Japan Airlines at one time operated a domestic flights only ticketing facility in the Sky Building of the Yokohama City Air Terminal (YCAT) in Nishi-ku. On March 31, 2011, the ticket counter closed.

==Transportation==

===Railroads===
- East Japan Railway Company – Tōkaidō Main Line, Yokosuka Line, Shonan-Shinjuku Line, Keihin-Tōhoku Line, Negishi Line, Yokohama Line
- Keihin Electric Express Railway - Keikyū Main Line
  - -
- Tokyu Corporation - Tōkyū Tōyoko Line
- Sagami Railway - Sagami Railway Main Line
  - - -
- Yokohama Minatomirai Railway Company – Minatomirai Line
  - – –
- Yokohama City Transportation Bureau – Blue Line
  - –

===Highways===
- Shuto Expressway Kanagawa No. 1
- Shuto Expressway Kanagawa No. 2
- Routes 1
- Route 16

====Prefecture roads====
- Kanagawa Prefecture Road 13

===Ferry===
- The Port Service

==Education==
Three universities are located in Nishi Ward. The oldest is Yokohama National University, established in 1876. KU Port Square, part of the private Kanagawa University, established in 1928, lies within the ward. The third is Yashima Gakuen University.

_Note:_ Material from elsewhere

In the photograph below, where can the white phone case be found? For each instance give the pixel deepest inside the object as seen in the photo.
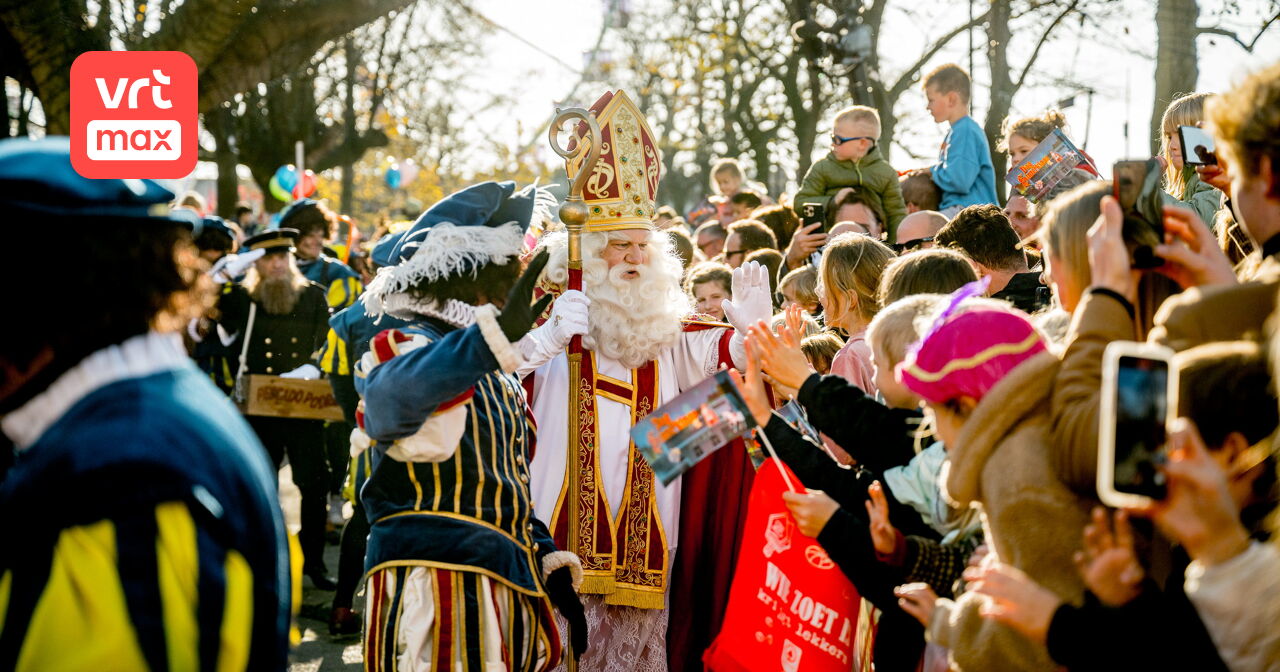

Kanagawa Prefectural Board of Education operates Yokohama-Hiranuma Senior High School.

The Yokohama Municipal Board of Education operates public elementary and junior high schools.

Junior high schools:

- Karuizawa (軽井沢)
- Nishi (西)
- Oimatsu (老松)
- Okano (岡野)

Elementary schools:

- Azuma (東)
- Hiranuma (平沼)
- Inaridai (稲荷台)
- Ipponmatsu (一本松)
- Minato Mirai Honcho (みなとみらい本町)
- Miyagaya (宮谷)
- Nishimae (西前)
- Sengendai (浅間台)
- Tobe (戸部)

Additionally the zones of Fujimidai Elementary School (富士見台小学校) and Honcho Elementary School (本町小学校), with their campuses outside of Nishi-ku, include portions of Nishi-ku.

==Local attractions==
- Minato Mirai 21
- Hara Model Railway Museum
- Nogeyama Zoo
- Yokohama Museum of Art
- Tenjin zaka Monument

==Events==
Each June, Nishi Ward hosts the Yokohama Kaikō Festival to commemorate the opening of the city's port. In August, the Yokohama Carnival takes place near Yokohama Station.